Livrarias, requiem e renascimento

No universo das livrarias teremos ainda, provavelmente, mais más notícias. Mas a par delas vão surgindo novos espaços, com ousadia e ideias próprias

Não é fenómeno novo, o encerramento de livrarias históricas na baixa lisboeta. Mas acentuou-se no novo milénio devido a uma soma de factores: concorrência eficaz noutros espaços (hipermercados, internet), quebra de vendas, alterações no mercado livreiro, desinteresse pelo negócio, aumento do preço dos espaços arrendados. Quando fechou a Livraria Portugal, com forte presença há sete décadas na Rua do Carmo, no Chiado, os lamentos públicos foram inconsequentes. E no lugar dela surgiu uma pastelaria. Isso em 2012. Agora foi a vez da Livraria Rodrigues, bem mais antiga (fundada em 1863), na Rua do Ouro. É uma tendência difícil de contrariar? A realidade confirma-o. Os nomes das antigas livrarias, quando subsistem, vão migrando para o mundo virtual (a Portugal e a Petrony são exemplo disso), onde o negócio é mais sustentável. Os que subsistem no espaço físico vão acrescentando algo à tradicional oferta das livrarias: a par dos livros, há também discos, filmes, auditórios, cafés, bares.

“Os livros vendem-se hoje em todo o lado: nas grandes superfícies, na Internet, nos correios, a preços e com condições que não podemos acompanhar”, referia um dos livreiros da Portugal, na altura em que esta se viu forçada a fechar as portas.

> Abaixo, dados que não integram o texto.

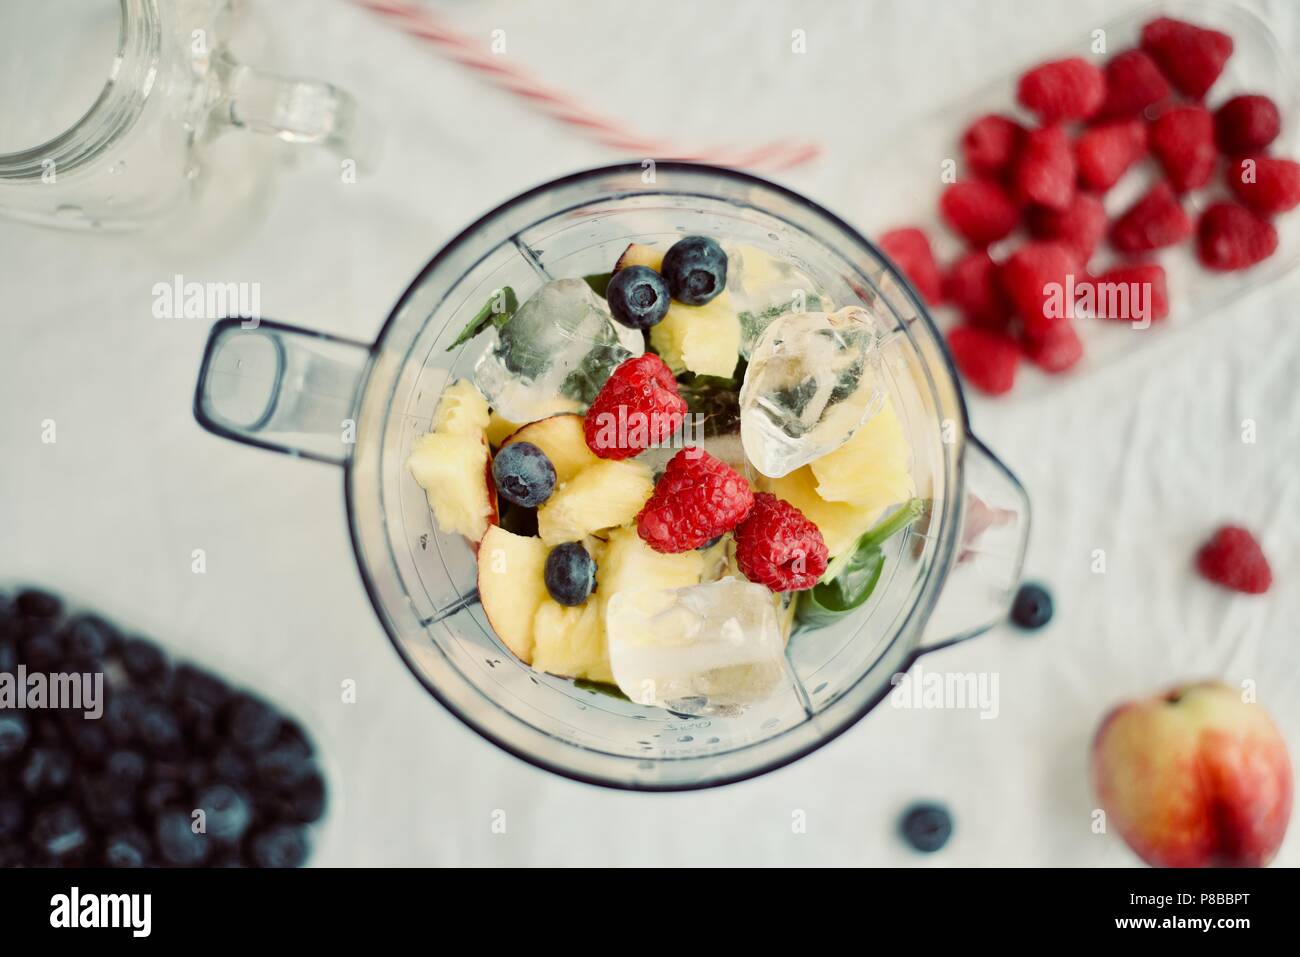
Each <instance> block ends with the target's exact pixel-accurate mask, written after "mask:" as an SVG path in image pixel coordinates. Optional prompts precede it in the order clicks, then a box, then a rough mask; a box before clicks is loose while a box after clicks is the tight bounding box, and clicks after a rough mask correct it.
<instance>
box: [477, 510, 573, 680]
mask: <svg viewBox="0 0 1300 957" xmlns="http://www.w3.org/2000/svg"><path fill="white" fill-rule="evenodd" d="M549 554H550V549H547V547H546V546H545V545H543V544H542V541H541V538H529V537H525V536H521V534H515V533H512V532H507V531H506V529H503V528H500V527H498V525H493V527H491V528H489V529H487V533H486V534H485V536H484V540H482V542H481V544H480V546H478V601H480V602H482V606H484V614H485V615H486V616H487V623H489V624H491V627H493V631H494V632H497V637H499V638H500V640H502V642H503V644H504V645H506V648H508V649H510V650H511V651H512V653H513V654H515V657H516V658H519V659H520V661H521V662H524V663H525V664H528V663H530V662H532V661H533V653H534V651H533V645H534V636H533V619H534V616H536V614H537V609H538V606H539V605H541V603H542V602H543V601H551V599H550V596H547V594H546V581H545V577H543V571H545V567H546V555H549ZM552 603H554V602H552Z"/></svg>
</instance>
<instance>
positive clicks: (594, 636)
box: [533, 596, 614, 684]
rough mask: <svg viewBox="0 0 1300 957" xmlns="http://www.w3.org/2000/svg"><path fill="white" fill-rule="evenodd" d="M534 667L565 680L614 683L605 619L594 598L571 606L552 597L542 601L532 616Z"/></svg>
mask: <svg viewBox="0 0 1300 957" xmlns="http://www.w3.org/2000/svg"><path fill="white" fill-rule="evenodd" d="M533 667H534V668H537V670H538V671H545V672H547V674H551V675H559V676H562V677H585V679H586V680H589V681H603V683H606V684H614V672H612V671H610V650H608V645H607V644H606V641H604V616H603V615H602V614H601V602H598V601H597V599H595V597H594V596H593V597H591V598H589V599H588V601H585V602H584V603H582V605H575V606H569V607H565V606H563V605H560V603H559V602H556V601H555V599H554V598H551V597H549V596H547V597H546V598H543V599H542V602H541V603H539V605H538V606H537V612H536V615H534V616H533Z"/></svg>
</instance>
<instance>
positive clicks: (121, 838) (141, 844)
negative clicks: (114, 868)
mask: <svg viewBox="0 0 1300 957" xmlns="http://www.w3.org/2000/svg"><path fill="white" fill-rule="evenodd" d="M148 862H149V839H148V837H146V836H144V835H143V833H140V832H139V831H135V830H130V831H120V832H117V833H112V835H109V836H108V839H107V840H105V841H104V866H105V867H144V866H146V865H147V863H148Z"/></svg>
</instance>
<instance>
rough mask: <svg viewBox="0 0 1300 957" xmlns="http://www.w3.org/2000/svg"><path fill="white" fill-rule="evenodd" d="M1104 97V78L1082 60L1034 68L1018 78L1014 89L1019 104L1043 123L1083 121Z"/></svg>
mask: <svg viewBox="0 0 1300 957" xmlns="http://www.w3.org/2000/svg"><path fill="white" fill-rule="evenodd" d="M1105 98H1106V79H1105V77H1104V75H1102V73H1101V70H1100V68H1097V66H1095V65H1093V64H1089V62H1088V61H1087V60H1084V59H1083V57H1070V59H1069V60H1057V61H1054V62H1049V64H1043V65H1041V66H1035V68H1034V69H1032V70H1030V72H1028V73H1026V74H1024V75H1023V77H1021V82H1019V85H1018V86H1017V90H1015V99H1017V100H1019V101H1021V105H1022V107H1024V108H1026V109H1028V111H1031V112H1034V113H1037V116H1039V120H1040V121H1043V122H1044V124H1057V122H1062V121H1065V120H1087V118H1088V117H1089V116H1092V114H1093V113H1096V112H1097V108H1099V107H1101V101H1102V100H1104V99H1105Z"/></svg>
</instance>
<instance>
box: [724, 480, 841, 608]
mask: <svg viewBox="0 0 1300 957" xmlns="http://www.w3.org/2000/svg"><path fill="white" fill-rule="evenodd" d="M736 563H737V564H738V566H740V570H741V571H742V572H744V573H745V577H746V579H749V580H750V581H754V583H758V584H759V585H766V586H767V588H770V589H772V590H774V592H801V590H803V589H806V588H813V585H815V584H816V583H818V581H819V580H820V579H822V575H823V573H824V572H826V566H827V549H826V541H823V538H822V533H820V532H819V531H818V527H816V525H814V524H813V523H811V521H809V520H807V519H806V518H803V512H801V511H800V510H798V508H796V507H794V506H793V505H790V503H789V502H783V501H781V499H779V498H777V497H776V495H772V494H770V493H767V492H759V493H758V494H757V495H754V507H753V508H751V510H750V512H749V518H746V519H745V520H744V521H742V523H741V524H740V525H738V527H737V528H736Z"/></svg>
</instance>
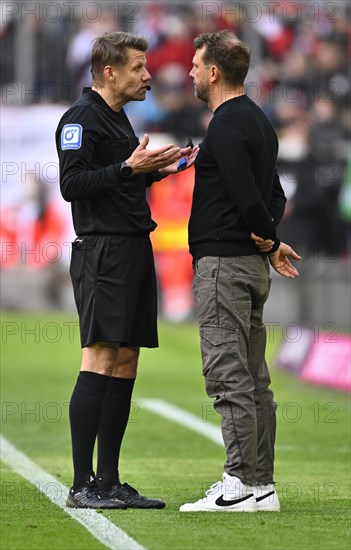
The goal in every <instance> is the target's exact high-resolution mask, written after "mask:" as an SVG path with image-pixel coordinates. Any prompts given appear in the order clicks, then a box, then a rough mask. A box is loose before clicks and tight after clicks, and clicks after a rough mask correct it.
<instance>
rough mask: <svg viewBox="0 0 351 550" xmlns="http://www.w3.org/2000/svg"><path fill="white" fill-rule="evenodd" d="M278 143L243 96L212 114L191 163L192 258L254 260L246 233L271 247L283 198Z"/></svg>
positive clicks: (283, 209) (191, 231) (252, 244)
mask: <svg viewBox="0 0 351 550" xmlns="http://www.w3.org/2000/svg"><path fill="white" fill-rule="evenodd" d="M277 153H278V140H277V136H276V133H275V131H274V129H273V127H272V125H271V124H270V122H269V120H268V119H267V117H266V115H265V114H264V113H263V111H262V110H261V109H260V108H259V107H258V106H257V105H256V104H255V103H254V102H253V101H251V100H250V99H249V98H248V97H247V96H246V95H243V96H240V97H237V98H234V99H230V100H228V101H225V102H224V103H222V104H221V105H220V106H219V107H218V108H217V109H216V111H215V112H214V116H213V118H212V120H211V122H210V124H209V127H208V130H207V134H206V136H205V138H204V140H203V142H202V143H201V144H200V151H199V153H198V156H197V158H196V161H195V172H196V176H195V187H194V195H193V204H192V210H191V216H190V222H189V245H190V252H191V254H192V255H193V257H194V258H200V257H201V256H242V255H250V254H257V253H258V249H257V247H256V245H255V244H254V242H253V241H252V240H251V239H250V234H251V232H254V233H256V235H258V236H260V237H263V238H265V239H272V240H274V241H275V246H274V248H273V249H272V251H273V250H276V248H278V246H279V239H277V236H276V231H275V226H276V225H277V224H278V223H279V221H280V220H281V218H282V216H283V213H284V207H285V202H286V199H285V195H284V191H283V189H282V187H281V185H280V181H279V176H278V174H277V172H276V160H277Z"/></svg>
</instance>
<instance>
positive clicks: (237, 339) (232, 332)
mask: <svg viewBox="0 0 351 550" xmlns="http://www.w3.org/2000/svg"><path fill="white" fill-rule="evenodd" d="M200 337H201V338H202V339H204V340H206V341H207V342H209V343H210V344H212V345H213V346H220V345H221V344H226V343H227V342H237V341H238V331H237V330H235V329H234V330H233V329H232V328H228V327H223V326H218V325H216V326H207V327H200Z"/></svg>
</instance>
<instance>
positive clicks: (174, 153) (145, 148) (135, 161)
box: [126, 134, 181, 174]
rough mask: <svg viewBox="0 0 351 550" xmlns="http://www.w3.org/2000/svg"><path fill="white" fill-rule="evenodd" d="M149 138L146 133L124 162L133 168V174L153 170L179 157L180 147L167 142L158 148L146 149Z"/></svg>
mask: <svg viewBox="0 0 351 550" xmlns="http://www.w3.org/2000/svg"><path fill="white" fill-rule="evenodd" d="M149 141H150V138H149V136H148V135H147V134H144V137H143V139H142V141H141V143H140V144H139V145H138V147H137V148H136V149H135V151H133V153H132V155H131V156H130V157H129V159H127V160H126V163H127V164H128V165H129V166H131V167H132V168H133V172H134V174H140V173H147V172H153V171H154V170H159V169H160V168H164V167H165V166H168V165H169V164H172V163H174V162H176V161H178V160H179V159H180V157H181V149H180V147H174V145H173V143H169V144H168V145H165V146H164V147H159V148H158V149H146V147H147V145H148V143H149Z"/></svg>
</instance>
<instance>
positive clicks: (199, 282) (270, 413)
mask: <svg viewBox="0 0 351 550" xmlns="http://www.w3.org/2000/svg"><path fill="white" fill-rule="evenodd" d="M269 287H270V278H269V263H268V260H267V259H266V258H263V257H261V256H259V255H253V256H237V257H212V256H206V257H202V258H200V259H199V260H196V261H195V264H194V280H193V291H194V297H195V310H196V315H197V319H198V322H199V327H200V339H201V354H202V368H203V374H204V377H205V382H206V391H207V395H208V396H209V397H211V398H213V397H214V398H215V401H214V408H215V410H216V411H217V412H219V413H220V414H221V416H222V435H223V441H224V444H225V449H226V454H227V460H226V463H225V465H224V470H225V471H226V472H227V473H228V474H229V475H232V476H237V477H238V478H240V479H241V480H242V481H243V482H244V483H249V484H260V483H271V482H273V463H274V442H275V431H276V404H275V402H274V400H273V392H272V391H271V390H270V389H269V385H270V382H271V380H270V376H269V372H268V367H267V363H266V361H265V347H266V329H265V326H264V325H263V322H262V315H263V305H264V303H265V302H266V300H267V298H268V295H269Z"/></svg>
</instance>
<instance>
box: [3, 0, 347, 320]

Por isso, hoje, o desafio das livrarias é reinventarem-se para lá do seu conceito básico. Outra das livrarias do Chiado, a Sá da Costa fechou quando completava pouco mais de um século, mas no seu lugar surgiu um alfarrabista que não se tem queixado do negócio. Que é rentável, como prova a experiência de vários outros alfarrabistas, em Lisboa mas sobretudo no Porto, onde se registam vários casos de sucesso; o mesmo Porto onde a Lello (fundada em 1906) tem sabido explorar bem a sua condição de livraria-museu, atraindo não apenas turistas mas também clientes.

No universo das livrarias teremos ainda, provavelmente, mais más notícias no futuro. Mas a par delas vão surgindo novos espaços, com ousadia e ideias próprias, uns nascidos dos que fenecem, outros vindos apenas de gente com paixão pela leitura, pelos livros, pelo mundo que os vê crescer. Talvez a prazo ressurjam até os antigos vendedores qualificados, que se foram perdendo na mercantilização rápida e impessoal dos nossos dias. Se isso acontecer, o requiem de hoje poderá dar lugar a um verdadeiro renascimento nos próximos anos. E há-de haver público, se houver engenho e gosto em tal tarefa.